Charlie Griffiths – Tiktaalika: Album Review

Haken guitarist Charlie Griffiths gives the Prog Metal template a paleontological tweak.

Release Date: 17th June 2022

Label: Inside Out Music

Format: digital / CD / LP

After Ross Jennings and Richard Henshell, Charlie Griffiths becomes Haken’s third in line to opt for a solo outing. The guitarist is joined by a range of singers – Tommy Rogers (Between the Buried And Me), Danïel De Jongh (Textures), Vladimir Lalić (Organised Chaos) and Neil Purdy (Luna’s Call) – plus a handful of name guests that include current go-to drummer Darby Todd (Martin Barre, Frost, Devin Townsend, Kaipa), keyboard wizard Jordan Rudess (Dream Theater) and saxophonist Rob Townsend (Steve Hackett).

However, it’s the Griffiths songwriting and guitar prowess that’s the focus of Tiktaalika and for anyone who’s ready to ask the big “WHY?” is Charlie on a solo mission, he provides the answer himself. A simple case of “I picked up the 6 string guitar again, which ironically has become the more unusual option for me, after 10 or so years writing with an 8-string guitar for Haken.’ He’s spoken about how the move shifted him into a different creative headspace, with riff after riff seemingly falling out of the guitar. A journey of rediscovery to all intents and purpose. He calls the creative process “a great form of escapism from my usual environment and I had a lot of fun doing it”.

Bookended by the gentle introductory lull of Prehistoric Prelude that soon shifts gear and the finale of the sonic battery of Under Polaris – the more notes the better in a severe attack of shredding – Tiktaalika combines and indulges in Charlie Griffith’s love of 80s thrash and 90s tech Metal subgenres with some time travelling back to the prehistory of several million years ago.
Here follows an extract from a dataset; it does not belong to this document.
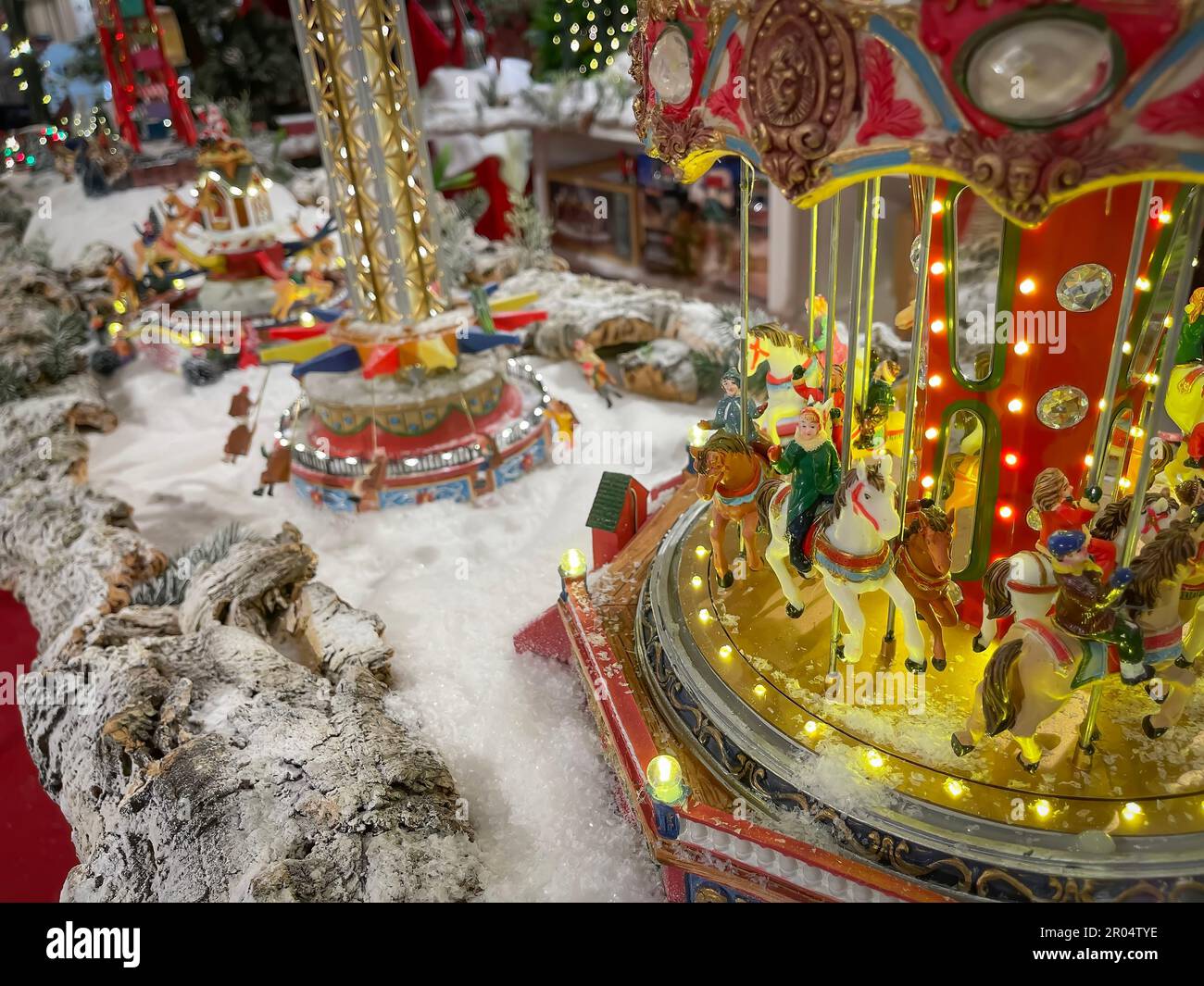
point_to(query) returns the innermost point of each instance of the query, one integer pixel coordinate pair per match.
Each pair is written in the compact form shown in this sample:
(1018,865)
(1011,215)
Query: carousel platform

No need for any proof that he’s a seriously skilled technical guitarist – his proficiency is never in question – the album brings together a mix of brutality and beauty. The old contrast of light and shade coming into play in swathes. There’s nothing more effective than following a relaxing mood with a devastating riposte or emerging from a furious lap of intensity into a heavenly calm.

The only question is can his sidekicks keep up? Darby Todd certainly proves his mettle and his current high-ranking status by not only keeping pace but occasionally stretching his neck ahead of the main man, pushing the tempos to infinity and beyond. The growling vocal on Arctic Cemetery only adds to the power and aggression, in stark contrast to the soft picking, the dreamy atmospheres and lullaby vocal that appear in Luminous Beings that follows immediately. The calm after the storm; the beauty and the beast thing that’s an ongoing feature of Tiktaalika.

And like the beast from which the album takes its name, the music is huge and given a crisp and clear production quality. And it’s bold, often intimidating; the lulls offer a sense of (false?) security before the creature raises a threatening head again. The pairing of In Alluvium and Dead In The Water is a potent mix; the latter thunders relentlessly picking up and running with the drama hinted at in the former. On first hearing, it’s both striking and possibly the immediate highlight of the album. The opening part could easily fit seamlessly onto Tool’s Fear Inoculum album.

The title track provides the instrumental centrepiece, the opening passge working the same ballpark as Lark’s Tongues In Aspic – could be part..whatever KC are currently up to. That’s before the styles come and go with the regularity of the tides, the monster raising its head once more as machine gun riffing gives way to pastoral mellowness, a contribution from the bank of weird noises and some mesmeric shredding. ANyone familiar with Charlie’s work in Haken (you probably wouldn’t be reading or listening if you weren’t) can admire the ambition in some impressive writing and playing. With Charlie Griffiths, you wouldn’t expect anything less.